I ran a model in infinite horizon, two d variables (like Bruggeman’s model: d1 is labor supply and d2 is occupational choice), one endogenous state and three Markov shocks. I chose howardssparse=1 and got this error message:

Error using gpuArray/reshape
Number of elements must not change. Use [] as one of the size inputs to automatically calculate the appropriate size for that dimension.

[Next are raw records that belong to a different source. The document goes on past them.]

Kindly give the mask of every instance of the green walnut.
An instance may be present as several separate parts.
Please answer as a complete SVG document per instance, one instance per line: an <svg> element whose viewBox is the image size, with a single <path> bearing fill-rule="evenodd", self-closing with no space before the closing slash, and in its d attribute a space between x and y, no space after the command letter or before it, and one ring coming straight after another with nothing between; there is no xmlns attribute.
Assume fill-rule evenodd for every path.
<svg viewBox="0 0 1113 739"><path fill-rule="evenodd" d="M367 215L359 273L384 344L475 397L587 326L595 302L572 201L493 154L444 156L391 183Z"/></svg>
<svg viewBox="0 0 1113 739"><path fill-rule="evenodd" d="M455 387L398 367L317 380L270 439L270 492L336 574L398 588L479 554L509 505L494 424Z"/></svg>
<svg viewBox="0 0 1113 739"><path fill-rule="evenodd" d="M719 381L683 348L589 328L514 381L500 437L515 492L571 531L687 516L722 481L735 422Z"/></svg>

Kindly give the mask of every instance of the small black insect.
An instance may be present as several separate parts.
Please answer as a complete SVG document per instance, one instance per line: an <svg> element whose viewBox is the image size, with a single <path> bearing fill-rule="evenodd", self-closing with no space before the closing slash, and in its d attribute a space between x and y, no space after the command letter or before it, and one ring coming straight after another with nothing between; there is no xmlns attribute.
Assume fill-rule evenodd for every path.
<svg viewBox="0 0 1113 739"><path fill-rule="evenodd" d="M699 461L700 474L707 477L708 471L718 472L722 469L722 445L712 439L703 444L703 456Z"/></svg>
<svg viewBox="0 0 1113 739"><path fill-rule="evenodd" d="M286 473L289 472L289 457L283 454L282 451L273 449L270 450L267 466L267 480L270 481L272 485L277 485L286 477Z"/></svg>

Error in ValueFnIter_postGI_sparse_raw (line 90)
        [Vtempii,maxindexL2]=max(reshape(entireRHS_ii_z,[n_d*n2long,n_a]),[],1);
                                 ^^^^^^^^^^^^^^^^^^^^^^^^^^^^^^^^^^^^^^^^
Error in ValueFnIter_GridInterpLayer (line 151)
                    [V,Policy] = ValueFnIter_postGI_sparse_raw(V0, n_d, n_a, n_z, d_gridvals, a_grid, z_gridvals, pi_z, ReturnFn, DiscountFactorParamsVec, ReturnFnParamsVec, vfoptions);
                                 ^^^^^^^^^^^^^^^^^^^^^^^^^^^^^^^^^^^^^^^^^^^^^^^^^^^^^^^^^^^^^^^^^^^^^^^^^^^^^^^^^^^^^^^^^^^^^^^^^^^^^^^^^^^^^^^^^^^^^^^^^^^^^^^^^^^^^^^^^^^^^^^^^^^^^^^
Error in ValueFnIter_Case1 (line 464)
    [V,Policy]=ValueFnIter_GridInterpLayer(V0, n_d, n_a, n_z, d_gridvals, a_grid, z_gridvals, pi_z, ReturnFn, DiscountFactorParamsVec, ReturnFnParamsVec, vfoptions);
               ^^^^^^^^^^^^^^^^^^^^^^^^^^^^^^^^^^^^^^^^^^^^^^^^^^^^^^^^^^^^^^^^^^^^^^^^^^^^^^^^^^^^^^^^^^^^^^^^^^^^^^^^^^^^^^^^^^^^^^^^^^^^^^^^^^^^^^^^^^^^^^^^^^^^^
Error in solve_toolkit (line 222)
[V,Policy] = ValueFnIter_Case1(n_d,n_a,n_z,d_grid,a_grid,z_grid,pi_z,ReturnFn,...
             ^^^^^^^^^^^^^^^^^^^^^^^^^^^^^^^^^^^^^^^^^^^^^^^^^^^^^^^^^^^^^^^^^^^^
Error in main (line 28)
    [V,Policy,StationaryDist,pol_vals,mom,Params,AllStats] = solve_toolkit(GE_guess,Params,par);
                                                             ^^^^^^^^^^^^^^^^^^^^^^^^^^^^^^^^^^

Toolkit issue: gridinterplayer=1, howardssparse=1 fails with multi-dimensional n_d

Summary

I ran into a bug in the infinite-horizon Case 1 interpolation-layer path when:

  • vfoptions.gridinterplayer = 1
  • vfoptions.howardssparse = 1
  • vfoptions.howardsgreedy = 0
  • there is at least one discrete decision block, and in particular when n_d is a vector rather than a scalar

In my application, the decision block is:

  • d = (l,e)
  • n_d = [n_l, n_e]

so n_d is not scalar.

The non-sparse interpolation path (howardssparse=0) gets past this particular issue, but the sparse path fails immediately with a reshape error.

Error message

Error using gpuArray/reshape
Number of elements must not change. Use [] as one of the size inputs to automatically calculate the appropriate size for that dimension.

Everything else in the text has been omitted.